Annie Matundu : c'est une journée pour permettre aux filles de faire entendre leurs voix et de se mobiliser pour leurs droits. Je crois que nous devons interpeller les membres du gouvernement, les responsables du secteur de l'éducation ainsi que les parents afin de garantir un accès équitable des filles à l'éducation et aux appareils numériques en vue de leur permettre d'accéder aux opportunités et d'en faire bon usage et jouer un rôle innovateur dans les domaines des Nouvelles technologies de l'information et de la communication.
L'Assemblée nationale a entériné hier samedi le choix de Denis Kadima comme président de la commission électorale lors d'une plénière. Comment analysez vous le dénouement de cette longue attente?
Annie Matundu : Nous avons appris l'entérinement de Monsieur Denis Kadima par l’Assemblée Nationale ce samedi. Pour moi, c'est un dénouement du processus de désignation des membres de la CENI. Cela va faire plus d'une année que la population attendait l'aboutissement de ce processus. Et surtout, nous avons la composante des femmes dans cette plénière. Nous lui souhaitons plein succès dans ce travail au niveau de Commission électorale pour porter haut l'étendard de la femme congolaise.
Au sujet de la taxe RAM, le gouvernement a promis de donner sa position au prochain conseil des ministres, après les plaintes enregistrées auprès de la population et des élus nationaux. Quelles sont vos recommandations à ce propos ?
Annie Matundu : je crois qu'il y a un souci avec cette taxe parce que la population n'a pas été suffisamment sensibilisée sur l'importance et les objectifs du Registre d'appareils mobiles (RAM). Je suivais les ondes d'une de nos radios locales l'une des plaintes concernant la taxe, le prélèvement des unités même lorsqu'une personne voudrait passer un appel d'urgence. Il faut une sensibilisation. Je laisse la possibilité au gouvernement aussi de faire son travail.
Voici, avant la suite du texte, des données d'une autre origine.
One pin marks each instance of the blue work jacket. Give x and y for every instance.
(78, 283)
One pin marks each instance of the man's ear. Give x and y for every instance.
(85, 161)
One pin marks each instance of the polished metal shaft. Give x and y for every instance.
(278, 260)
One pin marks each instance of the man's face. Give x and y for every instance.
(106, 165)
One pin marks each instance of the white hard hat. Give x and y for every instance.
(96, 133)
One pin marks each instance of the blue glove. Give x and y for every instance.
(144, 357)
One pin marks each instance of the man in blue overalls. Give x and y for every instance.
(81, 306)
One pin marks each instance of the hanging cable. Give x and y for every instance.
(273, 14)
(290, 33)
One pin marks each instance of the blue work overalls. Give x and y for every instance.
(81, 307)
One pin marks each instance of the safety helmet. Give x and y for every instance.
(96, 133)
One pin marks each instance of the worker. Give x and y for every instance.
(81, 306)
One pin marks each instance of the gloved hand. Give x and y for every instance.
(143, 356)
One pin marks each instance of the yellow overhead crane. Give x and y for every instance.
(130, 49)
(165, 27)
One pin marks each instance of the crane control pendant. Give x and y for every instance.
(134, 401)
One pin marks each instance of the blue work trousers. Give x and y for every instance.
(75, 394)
Les FARDC ont lancé en cours de semaine, le recrutement des jeunes qui veulent servir sous le drapeau national. En somme, l’armée envisage de recruter 400 jeunes dont l'âge varie entre 18 et 25 ans à Beni, Butembo et Lubero. Que pensez-vous de cette opération ?
Annie Matundu : c'est une bonne stratégie pour soutenir les FARDC. Mais, je propose que des critères (éthique, moralité, diplôme de 6ans) soient attachés à ce recrutement pour que nous ayons effectivement une armée régalienne.
Treize personnes ont été tuées, plusieurs blessées et une cinquantaine de maisons incendiées en trois jours des violences entre deux communautés qui se disputent des terres dans le territoire de Kungu (Sud-Ubangi), au nord-ouest de la République démocratique du Congo. A la base de ces violences, il y a des disputes sur les limites de ces deux groupements qui remontent à 1982. Comment prévenir les violences communautaires en RDC selon vous ?
Annie Matundu : C'est vraiment dommage, les violences qui se commettent dans ce territoire. Il y a des programmes de réduction de la violence communautaire, c'est un travail qui doit se faire en synergie entre différents acteurs, le gouvernement, la société civile et les partenaires techniques et financiers mais aussi une réelle implication au niveau de la communauté.
Un dernier mot ?
Annie Matundu : Nous devons aimer la RDC, être réellement des patriotes et collaborer ensemble pour la paix et essayer d'amener le développement dans ce grand continent qu'est la RDC.